Term limits forced Jereissati to step down in 2002, and with him went police reform. "We were starting to have good results, but the governor that followed me decided to go with the resistors." Jereissati, who is now a senator, says: "We wanted to train people, not just make a beautiful plan. But it requires big changes to the system."
Bratton was brought to Caracas, Venezuela, in 2000 by a reform-minded mayor, Alfredo Peña, and his police commissioner, Ivan Simonovis, to help set up a new municipal police department. President Hugo Chávez had given more autonomy to Caracas and Peña, an early supporter. Bratton and Andrews knew they couldn't jump in with CompStat across the entire city. "You'd be kidding yourself," says Andrews. "You would be putting on a show, which CompStat can degenerate into. It has to be real, with accurate numbers."
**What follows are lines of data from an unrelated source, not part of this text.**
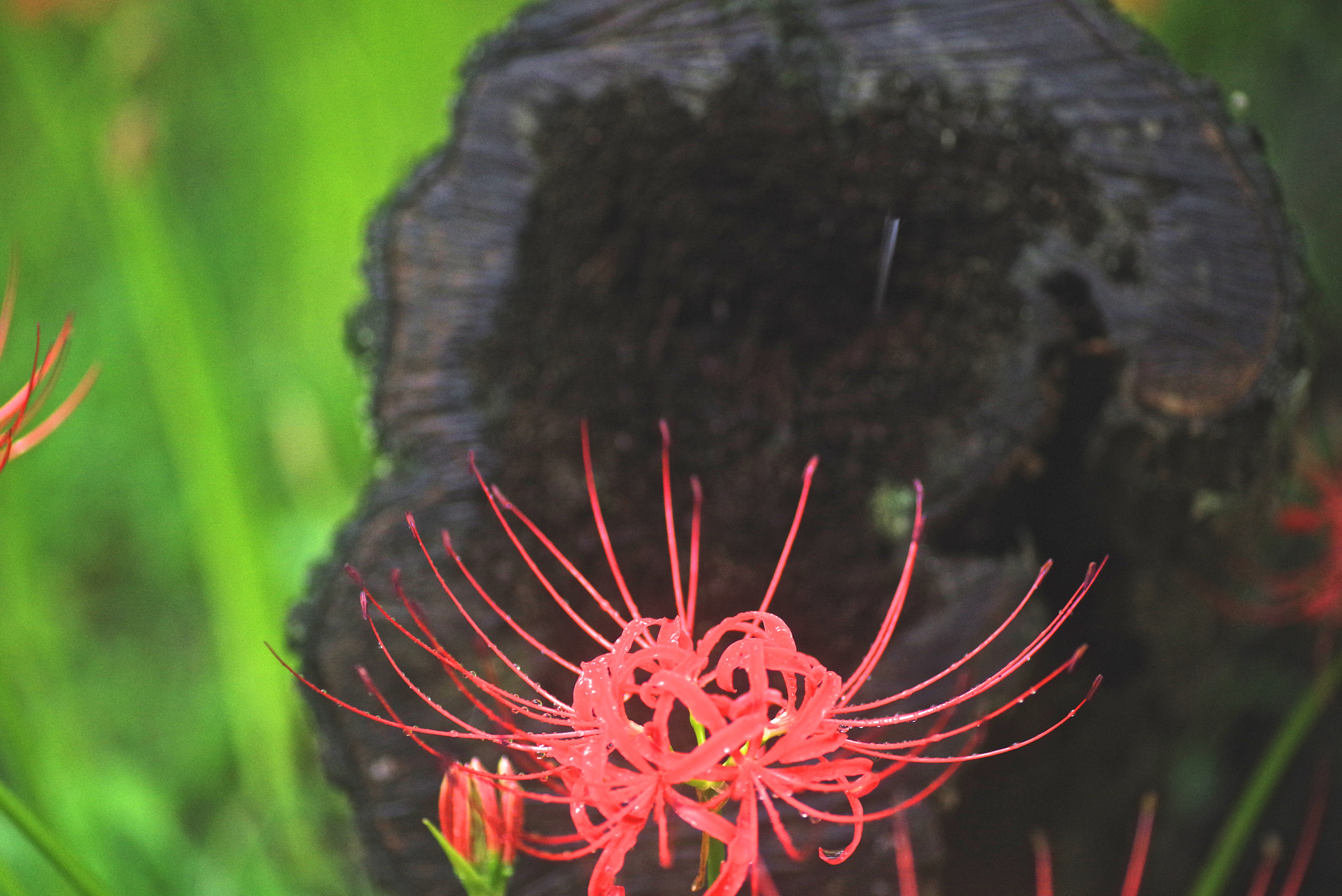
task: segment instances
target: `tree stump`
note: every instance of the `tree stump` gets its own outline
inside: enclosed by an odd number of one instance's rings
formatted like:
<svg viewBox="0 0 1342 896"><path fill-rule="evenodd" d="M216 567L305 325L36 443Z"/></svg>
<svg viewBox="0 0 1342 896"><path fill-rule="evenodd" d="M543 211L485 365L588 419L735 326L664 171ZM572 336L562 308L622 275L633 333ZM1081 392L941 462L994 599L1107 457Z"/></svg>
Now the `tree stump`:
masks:
<svg viewBox="0 0 1342 896"><path fill-rule="evenodd" d="M875 296L888 216L902 230ZM407 512L421 532L450 529L537 637L590 656L493 519L468 451L613 592L582 484L589 420L615 549L664 611L668 420L686 510L688 474L703 480L699 606L714 619L758 603L819 454L774 609L832 669L855 665L898 580L915 477L931 556L886 686L962 656L1043 559L1057 560L1047 613L1111 556L1055 639L1059 656L1091 645L1080 674L990 743L1047 727L1096 672L1108 681L1045 742L966 767L925 806L925 880L941 868L947 893L1033 892L1021 832L1043 826L1060 892L1115 892L1138 794L1201 756L1205 786L1169 801L1147 879L1150 892L1186 883L1243 774L1225 756L1247 709L1224 693L1251 638L1176 586L1215 553L1208 510L1253 517L1280 469L1274 419L1299 371L1303 286L1252 136L1134 28L1080 0L542 3L467 66L452 138L382 210L366 270L350 336L389 465L294 614L313 681L376 711L364 665L404 719L436 717L378 654L345 563L382 594L400 568L437 637L475 656ZM435 699L470 709L427 654L392 649ZM432 756L310 704L374 880L460 892L420 821L435 814ZM811 856L847 836L789 825ZM686 892L696 833L678 829L671 869L652 840L621 883ZM829 868L761 837L785 895L894 893L890 849L872 826ZM523 860L511 892L581 892L588 873Z"/></svg>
They focused on a district called Catia, an impoverished barrio sprawling up steep slopes in the western part of Caracas. Bratton and Simonovis divided Catia into 12 precincts and found mid-level officers to run them. "The top ranks were very resistant to change," says Andrews. Simonovis arranged for the national police to train Catia's detectives. "There was nothing magical or Sherlock Holmes about it," Andrews continues. "It was just that homicides were being investigated for the first time." Over the next 18 months, Catia's murder rate declined by one-third, he says.
Then Chávez and Peña had a falling out. Graffiti appeared in Catia: "Bratton Go Home." After a brief and unsuccessful coup against Chávez in the spring of 2002, the experiment came to an end. Simonovis was jailed; Peña fled to Miami. "The whole thing fell apart," says Andrews. "Police reform requires constant presence. Institutions revert to form with dazzling speed."
In Chacao, another district of Caracas, the mayor tried to implement CompStat on his own. Leopoldo López came up against a systemic problem of a different kind. He had observed Bratton's work in Catia and knew the drill: He met with his top police officers every Tuesday at 6 am to review crime data. "I was totally committed to changing the way we were policing," he says. "In my district we could do the police management, get accurate measurements." What they didn't have was the support of the attorney general, he says, so "80% of the people we arrested were put back on the streets because of poor process or political reasons."
López, who has been barred from political office, still believes change is possible. "If we had a democracy, we would have been able to implement these reforms in the entire city of Caracas. I have no doubt about that." If...
Bratton says he understands the ifs, ands, and buts. Political institutions will be fragile; resources scarce. He will have to work neighborhood by neighborhood in these vast metropolises. He will have to adapt to local conditions that he is not even aware of yet. He will have only measured success. "But based on our experiences there is reason to be optimistic. Police can be agents of change," he says. "You have to start with optimism. You have to line up with political leaders who believe you can do good things. Then you have to ask: What is achievable?"